Yirminci yüzyılın en önemli yazarlarından biri olan Çek asıllı Karel Capek yaşamı boyunca bilimkurgu romanlarından öykülere, dedektif hikâyelerinden tiyatro oyunlarına kadar pek çok alanda kalem oynattı. İlk olarak 1929 yılında yayımlanan Bahçıvanın Bir Yılı, Capek’e özgü o yer yer muzip yer yer bilge üslubun en etkileyici örneklerinden biri. Yaşam üzerine bir alegori olarak da okunabilecek bu usta işi kitap boyunca okurlara bahçenin üzerinde yükselebilmek için kanatları, çömelmesi gerekmesin diye böceklerinkini andıran bacakları olmasının hayallerini kuran bahçıvanların bir yıl boyunca üstesinden gelmeleri gereken güçlükleri aktarırken her birimizin içinde var olan o ölümsüz ve mucizevî iyimserliğe göz kırpmayı da ihmal etmiyor.

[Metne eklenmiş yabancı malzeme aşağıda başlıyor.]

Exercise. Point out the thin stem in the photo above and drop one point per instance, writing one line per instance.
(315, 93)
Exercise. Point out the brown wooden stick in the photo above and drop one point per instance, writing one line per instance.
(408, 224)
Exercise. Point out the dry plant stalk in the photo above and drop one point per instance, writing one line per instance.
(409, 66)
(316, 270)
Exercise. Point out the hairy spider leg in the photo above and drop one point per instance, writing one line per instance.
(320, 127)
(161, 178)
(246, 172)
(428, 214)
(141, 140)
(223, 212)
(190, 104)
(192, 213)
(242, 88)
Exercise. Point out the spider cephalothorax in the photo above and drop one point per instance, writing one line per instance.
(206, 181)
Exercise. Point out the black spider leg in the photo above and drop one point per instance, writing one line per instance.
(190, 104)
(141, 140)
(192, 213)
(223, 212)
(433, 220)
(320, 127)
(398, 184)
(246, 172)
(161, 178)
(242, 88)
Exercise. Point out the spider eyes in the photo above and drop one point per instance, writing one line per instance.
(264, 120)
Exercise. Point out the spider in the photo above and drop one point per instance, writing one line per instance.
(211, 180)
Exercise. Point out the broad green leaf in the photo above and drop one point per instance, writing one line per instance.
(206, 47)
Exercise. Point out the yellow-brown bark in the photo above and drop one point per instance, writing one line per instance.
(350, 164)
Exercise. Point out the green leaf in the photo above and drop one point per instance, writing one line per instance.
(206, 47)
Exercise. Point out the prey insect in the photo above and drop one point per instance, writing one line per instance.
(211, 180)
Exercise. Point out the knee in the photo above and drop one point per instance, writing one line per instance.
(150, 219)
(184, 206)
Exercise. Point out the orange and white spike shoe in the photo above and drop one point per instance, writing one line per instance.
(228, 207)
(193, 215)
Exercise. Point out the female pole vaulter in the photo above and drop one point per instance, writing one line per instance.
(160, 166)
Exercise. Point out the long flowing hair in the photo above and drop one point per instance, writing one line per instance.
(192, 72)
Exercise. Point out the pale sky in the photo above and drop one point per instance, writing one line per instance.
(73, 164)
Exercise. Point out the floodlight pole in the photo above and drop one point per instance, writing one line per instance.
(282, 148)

Yazarın abisi Josef Capek’in birbirinden neşeli çizimleriyle bambaşka bir boyut kazanan bu mücevher kitabı yalnızca bir çırpıda okumayacak, yaşamınızın farklı dönemlerinde tekrar tekrar okuyup satır aralarına gizlenmiş yeni anlamları bulup çıkarabilmek için başucunuzdan ayıramayacaksınız. Bahçıvanın Bir Yılı’nı Martin Alaçam’ın Çekçe orijinal metinden yaptığı özenli çeviriyle siz okurlarımızla buluşturmaktan kıvanç duyuyoruz.
İlkbahar yıl boyu, gençlik hayat boyu sürüyor; daha hâlâ çiçek açmaya gücümüz var. Güya sonbaharmış, lafügüzaf; biz o arada başka çiçekler açıyoruz, yeraltında büyüyoruz, yeni sürgünler hazırlıyoruz; yapacak iş hep var. Yalnızca ellerini cebinden çıkarmayanlar her şey kötüye gidiyor der ama onlar, kasımda dahi çiçek açan ve meyve taşıyan sonbahar hakkında bir şey bilmez, yalnızca altın yazı tanırlar; çöküşü tanımazlar, bir tek filizlenmeyi bilirler. Sonbahar yıldızpatım, canım benim, yıl o kadar uzun ki, sonu asla gelmez.